Albania suffers not just from a particularly brutal history under Communism – Comrade Hoxha was in the habit of shooting people dead at party meetings – and being the last country to shake off Communist rule. (Its communism was of a rather odd type, in that Hoxha quarrelled with the Russians, ploughing his own furrow, with some help from the Chinese.)
Until 1913, the country was part of the Ottoman Empire, being more or less the last major Balkan territory to be held by the Turks. Many Albanians served the Ottoman Empire with distinction, and several of the Grand Viziers were Albanian; it was part of the Ottoman tradition to recruit conquered peoples and co-opt them into government: the way this was done was through conversion to Islam.
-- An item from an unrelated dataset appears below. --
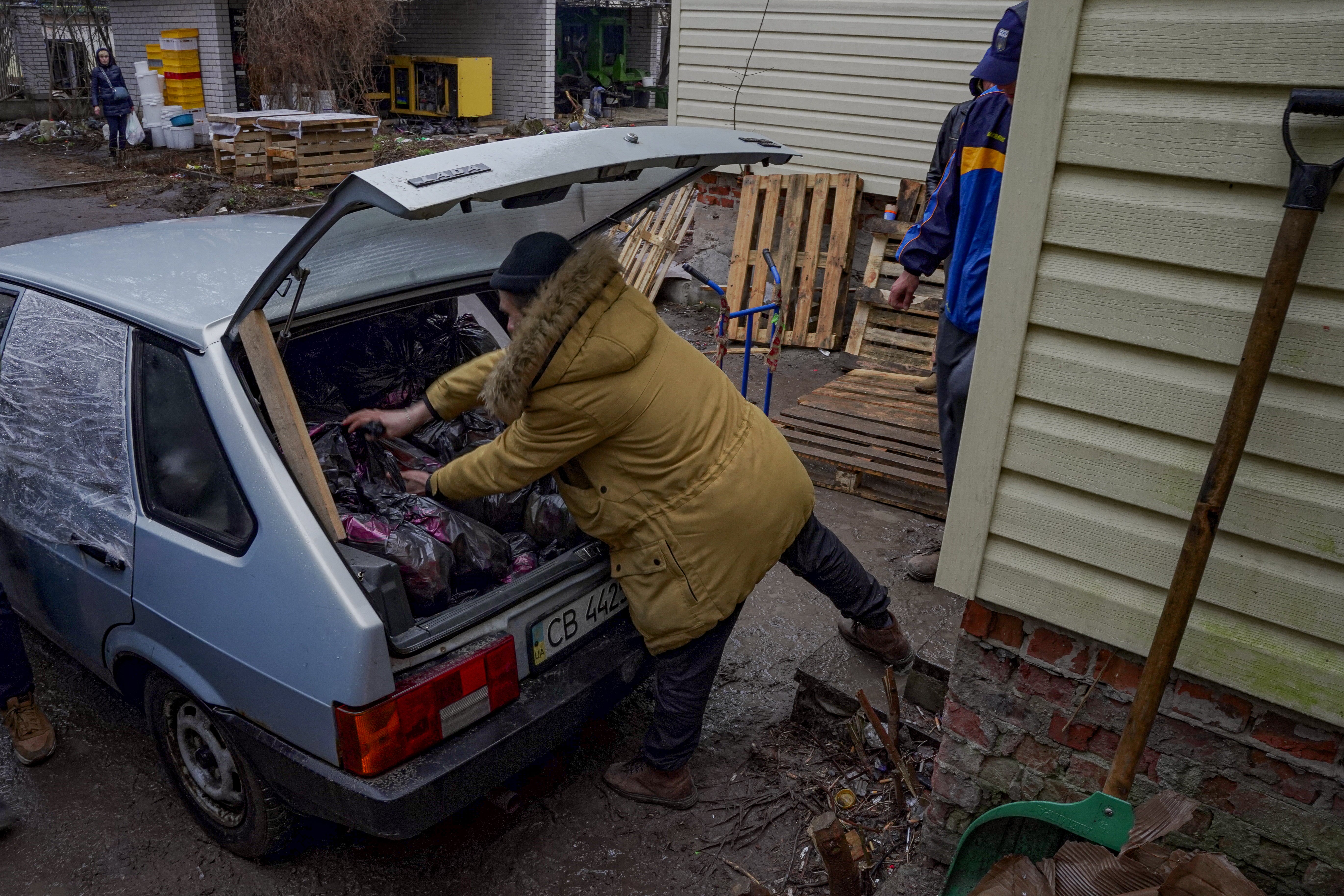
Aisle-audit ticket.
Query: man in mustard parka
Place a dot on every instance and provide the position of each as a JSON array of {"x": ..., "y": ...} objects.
[{"x": 656, "y": 453}]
That the Albanians co-operated with the Turks is seen by the fact that even today about 60 per cent of the Albanian population is Muslim. This makes Albania the only European country to have a Muslim majority. (Of the other former Turkish territories, Bosnia is just under half Muslim; and Macedonia is about one-third Muslim.) But these Balkan Muslims are rather different from Muslims in Turkey or Arab countries. Being the last to convert, they wear their Islamic identity lightly. It is for this reason that various stricter exponents of Islam view the Balkans almost as missionary territory, and that much Saudi money has been spent in building mosques in the region.
After the fall of Communism, the Catholic Church had to restart its mission almost from scratch. Quite a few new churches have been built and parishes and dioceses established. Lots of foreign missionaries, from Italy in particular, have gone to work in the country. Seminaries have opened. What makes Albania a special case is that many thousands of Albanians live or have lived in Italy, as economic migrants, and therefore have had some contact with Catholicism and Catholic culture.
Albania is not the poorest country in Europe – that accolade goes to Moldova – but it must look that way to many travellers, quite a few of whom have written scathingly about it. It is certainly not well developed for tourism. Paul Theroux said some very rude things about the place in his book about the Mediterranean, The Pillars of Hercules. Dervla Murphy, the intrepid Balkan traveller, has also written about it in less than glowing terms. But for one traveller in particular, Albania is a natural destination. It has everything for someone like Pope Francis. It represents a turning towards the poor. It is a missionary land, where the Church is not comfortable, but very much on the edge. And it is a place where, I think, he will do much good. The Catholics in Albania must be thrilled by the news he is coming; and other Albanians too must take his visit as a compliment.